Search code examples
rstatisticsbinningplrgam

Root mean square deviation on binned GAM results using R


Background

A PostgreSQL database uses PL/R to call R functions. An R call to calculate Spearman's correlation looks as follows:

cor( rank(x), rank(y) )

Also in R, a naïve calculation of a fitted generalized additive model (GAM):

data.frame( x, fitted( gam( y ~ s(x) ) ) )

Here x represents the years from 1900 to 2009 and y is the average measurement (e.g., minimum temperature) for that year.

Problem

The fitted trend line (using GAM) is reasonably accurate, as you can see in the following picture:

The problem is that the correlations (shown in the bottom left) do not accurately reflect how closely the model fits the data.

Possible Solution

One way to improve the accuracy of the correlation is to use a root mean square error (RMSE) calculation on binned data.

Questions

Q.1. How would you implement the RMSE calculation on the binned data to get a correlation (between 0 and 1) of GAM's fit to the measurements, in the R language?

Q.2. Is there a better way to find the accuracy of GAM's fit to the data, and if so, what is it (e.g., root mean square deviation)?

Attempted Solution 1

  1. Call the PL/R function using the observed amounts and the model (GAM) amounts:
    correlation_rmse := climate.plr_corr_rmse( v_amount, v_model );
  2. Define plr_corr_rmse as follows (where o and m represent the observed and modelled data):
    CREATE OR REPLACE FUNCTION climate.plr_corr_rmse(
    o double precision[], m double precision[])
    RETURNS double precision AS
    $BODY$
    sqrt( mean( o - m ) ^ 2 )
    $BODY$
    LANGUAGE 'plr' VOLATILE STRICT
    COST 100;
    

The o - m is wrong. I'd like to bin both data sets by calculating the mean of every 5 data points (there will be at most 110 data points). For example:

omean <- c( mean(o[1:5]), mean(o[6:10]), ... )
mmean <- c( mean(m[1:5]), mean(m[6:10]), ... )

Then correct the RMSE calculation as:

sqrt( mean( omean - mmean ) ^ 2 )

How do you calculate c( mean(o[1:5]), mean(o[6:10]), ... ) for an arbitrary length vector in an appropriate number of bins (5, for example, might not be ideal for only 67 measurements)?
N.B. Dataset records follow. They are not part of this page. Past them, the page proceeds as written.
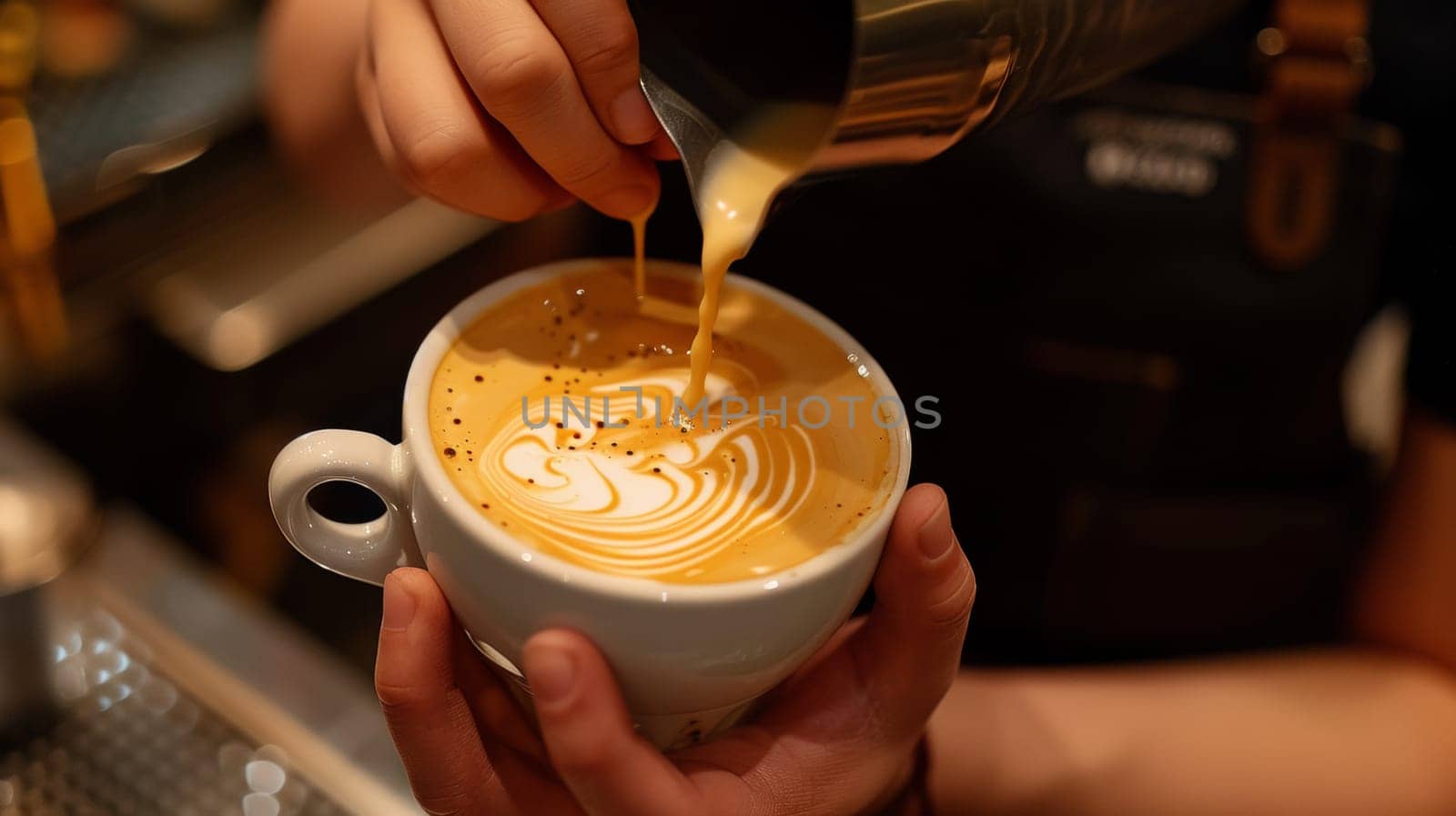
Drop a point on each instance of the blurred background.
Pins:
(179, 306)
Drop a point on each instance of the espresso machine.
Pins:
(239, 311)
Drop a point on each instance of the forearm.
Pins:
(309, 94)
(1332, 732)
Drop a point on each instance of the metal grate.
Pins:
(130, 742)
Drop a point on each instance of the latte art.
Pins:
(555, 415)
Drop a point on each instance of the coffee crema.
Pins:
(553, 415)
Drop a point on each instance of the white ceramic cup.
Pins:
(691, 658)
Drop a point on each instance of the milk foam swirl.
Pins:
(626, 490)
(677, 499)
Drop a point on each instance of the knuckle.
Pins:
(580, 758)
(589, 174)
(436, 153)
(516, 77)
(953, 609)
(449, 801)
(613, 46)
(395, 699)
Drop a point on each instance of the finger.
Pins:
(910, 648)
(495, 710)
(427, 716)
(602, 44)
(443, 143)
(521, 73)
(368, 90)
(589, 733)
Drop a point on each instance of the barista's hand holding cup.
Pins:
(564, 505)
(836, 738)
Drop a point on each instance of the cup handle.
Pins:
(364, 551)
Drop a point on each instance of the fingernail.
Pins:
(935, 534)
(633, 116)
(628, 203)
(551, 674)
(399, 605)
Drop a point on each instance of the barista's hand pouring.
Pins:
(834, 740)
(510, 108)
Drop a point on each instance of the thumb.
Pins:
(910, 646)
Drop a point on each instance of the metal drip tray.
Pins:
(177, 697)
(131, 742)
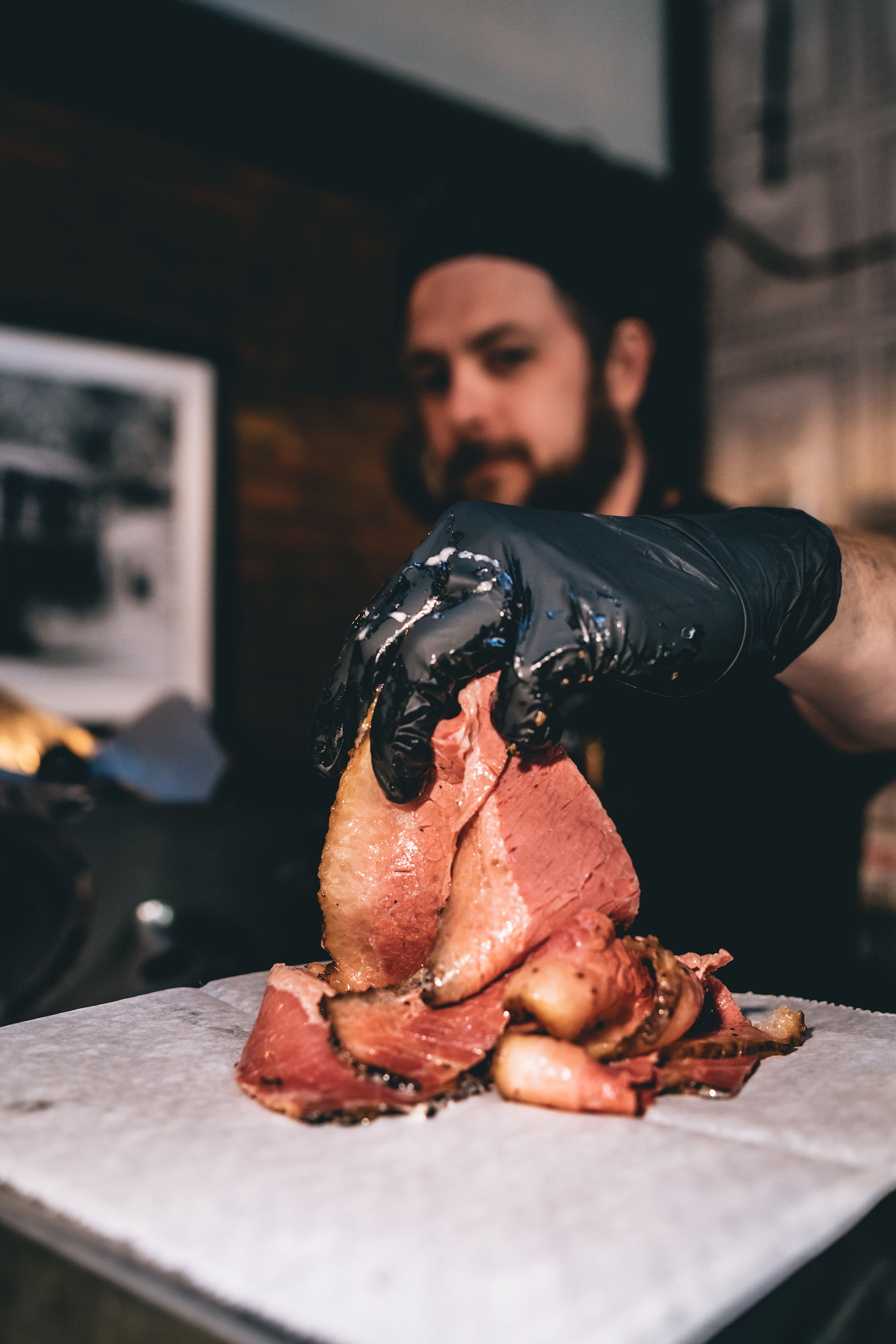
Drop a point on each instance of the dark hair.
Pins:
(612, 241)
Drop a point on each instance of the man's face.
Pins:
(503, 380)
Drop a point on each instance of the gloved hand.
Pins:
(557, 600)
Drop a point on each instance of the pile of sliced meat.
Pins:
(480, 933)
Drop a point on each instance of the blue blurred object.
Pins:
(168, 755)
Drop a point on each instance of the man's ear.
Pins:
(628, 366)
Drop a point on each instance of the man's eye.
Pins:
(507, 360)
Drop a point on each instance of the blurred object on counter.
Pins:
(187, 893)
(45, 909)
(27, 733)
(168, 755)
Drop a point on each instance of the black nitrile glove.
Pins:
(557, 600)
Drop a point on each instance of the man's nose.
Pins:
(471, 400)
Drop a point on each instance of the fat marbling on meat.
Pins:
(386, 867)
(429, 908)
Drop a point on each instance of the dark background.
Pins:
(175, 178)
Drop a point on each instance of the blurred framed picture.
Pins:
(107, 525)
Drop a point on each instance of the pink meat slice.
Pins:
(706, 965)
(386, 867)
(541, 847)
(289, 1064)
(579, 976)
(555, 1073)
(395, 1032)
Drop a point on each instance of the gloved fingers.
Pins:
(364, 662)
(528, 701)
(437, 656)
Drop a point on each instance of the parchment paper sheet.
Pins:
(491, 1222)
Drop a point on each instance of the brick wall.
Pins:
(295, 284)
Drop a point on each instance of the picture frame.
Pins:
(108, 531)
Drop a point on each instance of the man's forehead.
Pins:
(460, 299)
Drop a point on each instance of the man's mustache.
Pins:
(472, 454)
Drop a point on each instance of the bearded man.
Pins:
(735, 706)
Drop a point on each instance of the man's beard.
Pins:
(575, 490)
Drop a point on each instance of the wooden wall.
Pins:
(131, 232)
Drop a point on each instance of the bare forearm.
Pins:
(846, 683)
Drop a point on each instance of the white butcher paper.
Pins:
(491, 1222)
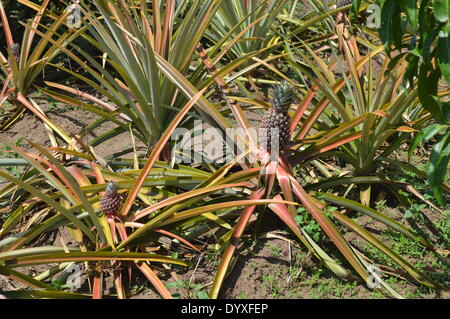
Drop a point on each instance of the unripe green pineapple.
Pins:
(111, 200)
(276, 121)
(343, 3)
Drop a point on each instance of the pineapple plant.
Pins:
(111, 201)
(274, 129)
(343, 3)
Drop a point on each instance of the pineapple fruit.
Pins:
(111, 201)
(274, 130)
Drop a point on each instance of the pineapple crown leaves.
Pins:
(111, 187)
(282, 96)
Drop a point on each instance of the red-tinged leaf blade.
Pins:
(151, 276)
(330, 229)
(157, 151)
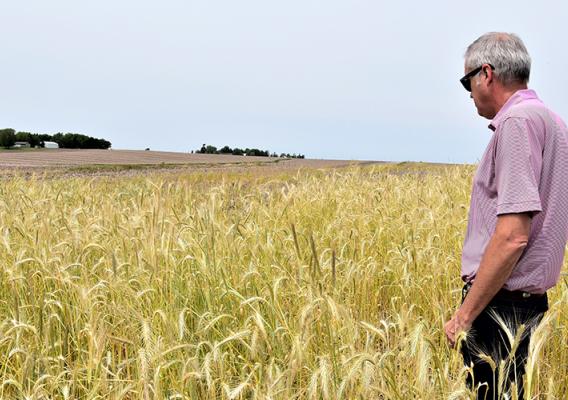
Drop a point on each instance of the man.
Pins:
(518, 219)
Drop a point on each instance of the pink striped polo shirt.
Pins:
(523, 169)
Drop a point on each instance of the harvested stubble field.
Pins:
(318, 284)
(66, 162)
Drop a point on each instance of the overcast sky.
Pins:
(358, 79)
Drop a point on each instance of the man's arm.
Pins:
(500, 258)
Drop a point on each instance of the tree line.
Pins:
(9, 137)
(209, 149)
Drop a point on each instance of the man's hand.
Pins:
(454, 326)
(503, 251)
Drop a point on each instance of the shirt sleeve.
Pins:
(518, 163)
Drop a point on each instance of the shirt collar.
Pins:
(518, 97)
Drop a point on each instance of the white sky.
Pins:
(355, 79)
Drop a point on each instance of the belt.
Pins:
(504, 294)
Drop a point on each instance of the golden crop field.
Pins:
(318, 284)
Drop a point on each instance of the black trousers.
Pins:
(507, 321)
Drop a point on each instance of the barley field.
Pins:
(316, 284)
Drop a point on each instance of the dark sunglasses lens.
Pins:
(466, 84)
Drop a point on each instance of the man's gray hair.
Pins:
(506, 52)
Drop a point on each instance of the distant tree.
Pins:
(78, 141)
(7, 137)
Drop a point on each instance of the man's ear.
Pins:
(488, 71)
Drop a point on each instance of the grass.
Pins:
(310, 285)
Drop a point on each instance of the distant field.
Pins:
(71, 158)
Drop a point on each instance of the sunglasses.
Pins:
(466, 80)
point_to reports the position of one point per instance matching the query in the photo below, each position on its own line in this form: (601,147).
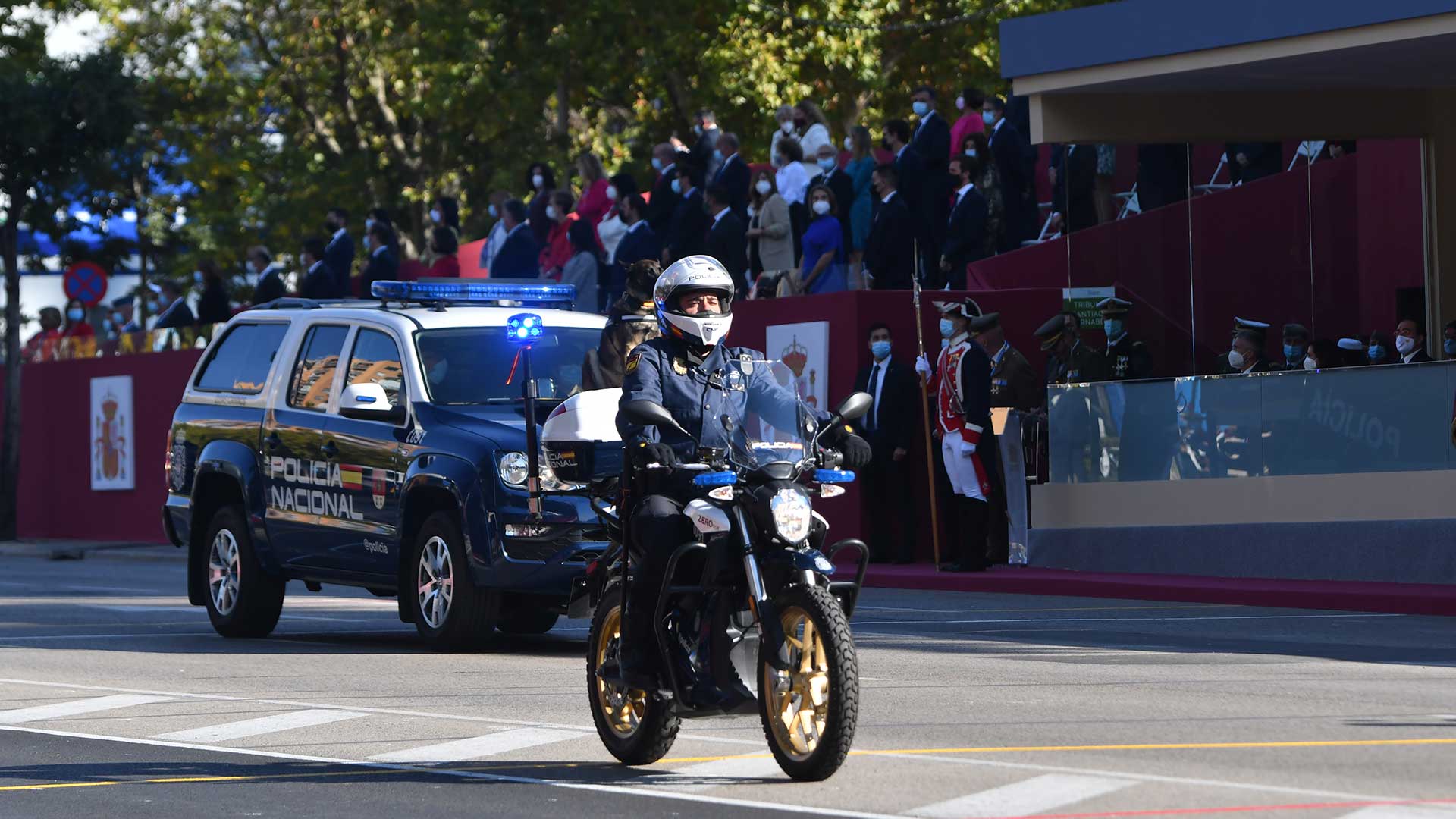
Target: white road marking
(76,707)
(1037,795)
(262,725)
(592,787)
(479,746)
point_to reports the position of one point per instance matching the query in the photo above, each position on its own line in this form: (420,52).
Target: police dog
(631,321)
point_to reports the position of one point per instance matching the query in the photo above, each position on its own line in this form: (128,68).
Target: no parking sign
(85,281)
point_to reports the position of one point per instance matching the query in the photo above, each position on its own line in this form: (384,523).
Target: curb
(1337,595)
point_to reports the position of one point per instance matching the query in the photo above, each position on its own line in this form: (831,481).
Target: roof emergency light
(473,292)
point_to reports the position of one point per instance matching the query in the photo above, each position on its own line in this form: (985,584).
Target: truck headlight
(513,469)
(792,513)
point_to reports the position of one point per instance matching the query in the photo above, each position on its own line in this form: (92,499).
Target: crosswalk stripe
(261,726)
(76,707)
(1037,795)
(478,746)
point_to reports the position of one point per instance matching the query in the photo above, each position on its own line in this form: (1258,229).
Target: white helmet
(693,275)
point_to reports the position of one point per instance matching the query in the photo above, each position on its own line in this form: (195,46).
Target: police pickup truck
(382,445)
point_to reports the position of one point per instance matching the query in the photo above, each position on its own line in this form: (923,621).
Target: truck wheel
(242,599)
(450,613)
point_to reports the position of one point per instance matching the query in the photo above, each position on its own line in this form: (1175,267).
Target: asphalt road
(118,700)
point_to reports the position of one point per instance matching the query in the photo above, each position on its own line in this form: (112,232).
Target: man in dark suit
(382,264)
(733,177)
(689,221)
(965,228)
(726,237)
(1017,162)
(318,280)
(664,199)
(890,248)
(517,257)
(638,243)
(839,184)
(338,254)
(889,428)
(1074,183)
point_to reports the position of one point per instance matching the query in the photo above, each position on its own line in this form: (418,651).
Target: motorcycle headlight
(513,469)
(792,513)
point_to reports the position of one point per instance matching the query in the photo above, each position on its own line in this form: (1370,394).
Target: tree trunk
(11,436)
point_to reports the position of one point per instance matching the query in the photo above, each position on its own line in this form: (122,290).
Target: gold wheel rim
(799,698)
(623,707)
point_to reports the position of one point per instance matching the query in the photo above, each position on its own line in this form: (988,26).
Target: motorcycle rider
(686,371)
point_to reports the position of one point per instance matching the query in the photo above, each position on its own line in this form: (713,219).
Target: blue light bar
(472,292)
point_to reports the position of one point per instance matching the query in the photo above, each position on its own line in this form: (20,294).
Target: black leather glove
(654,452)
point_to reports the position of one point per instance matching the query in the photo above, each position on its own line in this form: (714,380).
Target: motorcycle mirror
(855,406)
(651,414)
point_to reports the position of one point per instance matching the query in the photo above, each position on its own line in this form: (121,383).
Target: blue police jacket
(699,395)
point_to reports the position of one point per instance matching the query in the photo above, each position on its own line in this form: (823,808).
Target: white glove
(922,366)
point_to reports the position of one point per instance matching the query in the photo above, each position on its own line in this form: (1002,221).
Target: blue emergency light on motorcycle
(473,292)
(525,328)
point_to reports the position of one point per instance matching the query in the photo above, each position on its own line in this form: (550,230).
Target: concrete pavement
(971,706)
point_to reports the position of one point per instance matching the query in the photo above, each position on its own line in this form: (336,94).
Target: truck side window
(313,373)
(240,360)
(376,360)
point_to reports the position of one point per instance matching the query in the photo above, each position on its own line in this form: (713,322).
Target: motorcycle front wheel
(810,711)
(637,726)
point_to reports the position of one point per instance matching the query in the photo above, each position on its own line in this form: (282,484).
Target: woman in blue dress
(823,267)
(859,168)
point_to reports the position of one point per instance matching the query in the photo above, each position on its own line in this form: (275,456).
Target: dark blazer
(965,235)
(1074,196)
(382,267)
(664,202)
(519,256)
(890,248)
(270,286)
(843,188)
(338,257)
(727,243)
(689,226)
(897,417)
(734,178)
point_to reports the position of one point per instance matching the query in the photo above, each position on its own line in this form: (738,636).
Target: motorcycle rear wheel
(637,726)
(808,713)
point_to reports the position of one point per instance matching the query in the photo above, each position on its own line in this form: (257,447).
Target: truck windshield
(471,365)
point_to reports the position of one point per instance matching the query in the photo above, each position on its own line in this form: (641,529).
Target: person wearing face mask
(770,246)
(1410,343)
(840,184)
(1296,346)
(889,428)
(541,181)
(1017,162)
(338,254)
(962,381)
(1125,357)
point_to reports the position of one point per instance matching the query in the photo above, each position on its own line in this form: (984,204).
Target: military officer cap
(1114,306)
(1052,331)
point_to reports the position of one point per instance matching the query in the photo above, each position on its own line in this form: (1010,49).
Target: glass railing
(1392,419)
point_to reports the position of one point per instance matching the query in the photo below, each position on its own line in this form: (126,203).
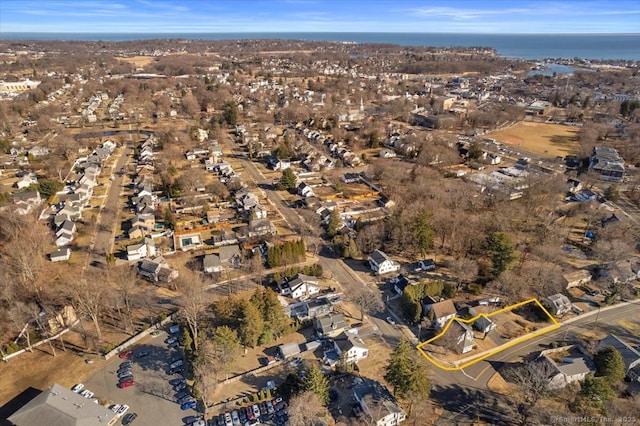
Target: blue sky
(479,16)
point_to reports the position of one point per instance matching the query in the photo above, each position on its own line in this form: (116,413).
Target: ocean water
(524,46)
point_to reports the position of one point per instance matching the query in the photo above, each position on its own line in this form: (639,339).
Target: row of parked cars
(119,409)
(274,410)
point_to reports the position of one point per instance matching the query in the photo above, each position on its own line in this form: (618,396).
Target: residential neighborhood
(275,231)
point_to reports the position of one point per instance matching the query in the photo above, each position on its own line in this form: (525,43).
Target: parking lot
(152,397)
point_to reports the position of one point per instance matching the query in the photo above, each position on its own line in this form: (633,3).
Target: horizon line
(316,32)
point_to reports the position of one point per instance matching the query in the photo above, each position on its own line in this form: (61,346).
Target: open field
(138,61)
(549,140)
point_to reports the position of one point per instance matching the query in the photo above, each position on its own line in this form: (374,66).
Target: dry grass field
(138,61)
(549,140)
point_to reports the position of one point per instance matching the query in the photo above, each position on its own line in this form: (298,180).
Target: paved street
(463,394)
(152,397)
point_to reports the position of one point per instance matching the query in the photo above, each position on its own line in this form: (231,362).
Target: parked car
(126,384)
(123,409)
(242,413)
(124,373)
(185,399)
(188,405)
(129,418)
(87,393)
(227,419)
(182,394)
(270,409)
(174,382)
(175,370)
(263,409)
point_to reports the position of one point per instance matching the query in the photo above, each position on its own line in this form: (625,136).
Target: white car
(123,409)
(87,393)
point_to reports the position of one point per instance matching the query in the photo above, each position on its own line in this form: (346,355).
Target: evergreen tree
(250,323)
(423,232)
(596,391)
(501,252)
(335,223)
(406,373)
(316,382)
(288,179)
(230,114)
(609,364)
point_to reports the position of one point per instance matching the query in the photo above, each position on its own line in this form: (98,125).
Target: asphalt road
(108,217)
(152,397)
(463,394)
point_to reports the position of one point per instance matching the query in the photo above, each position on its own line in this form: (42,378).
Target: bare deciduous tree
(88,300)
(193,305)
(306,409)
(464,269)
(366,301)
(532,380)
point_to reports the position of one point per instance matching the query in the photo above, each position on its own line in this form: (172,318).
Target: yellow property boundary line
(499,349)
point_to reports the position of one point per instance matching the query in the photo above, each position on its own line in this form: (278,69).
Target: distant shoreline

I don't think hist is suitable here, is it?

Attempted Solution 2

The following code will solve the problem, however it drops data points from the end of the list (to make the list divisible by 5). The solution isn't ideal as the number "5" is rather magical.

while( length(o) %% 5 != 0 ) {
  o <- o[-length(o)]
}

omean <- apply( matrix(o, 5), 2, mean )

What other options are available?

Thanks in advance.


Solution

  • You say that:

    The problem is that the correlations (shown in the bottom left) do not accurately reflect how closely the model fits the data.

    You could calculate the correlation between the fitted values and the measured values:

    cor(y,fitted(gam(y ~ s(x))))
    

    I don't see why you want to bin your data, but you could do it as follows:

    mean.binned <- function(y,n = 5){
      apply(matrix(c(y,rep(NA,(n - (length(y) %% n)) %% n)),n),
            2,
            function(x)mean(x,na.rm = TRUE))
    }
    

    It looks a bit ugly, but it should handle vectors whose length is not a multiple of the binning length (i.e. 5 in your example).

    You also say that:

    One way to improve the accuracy of the correlation is to use a root mean square error (RMSE) calculation on binned data.

    I don't understand what you mean by this. The correlation is a factor in determining the mean squared error - for example, see equation 10 of Murphy (1988, Monthly Weather Review, v. 116, pp. 2417-2424). But please explain what you mean.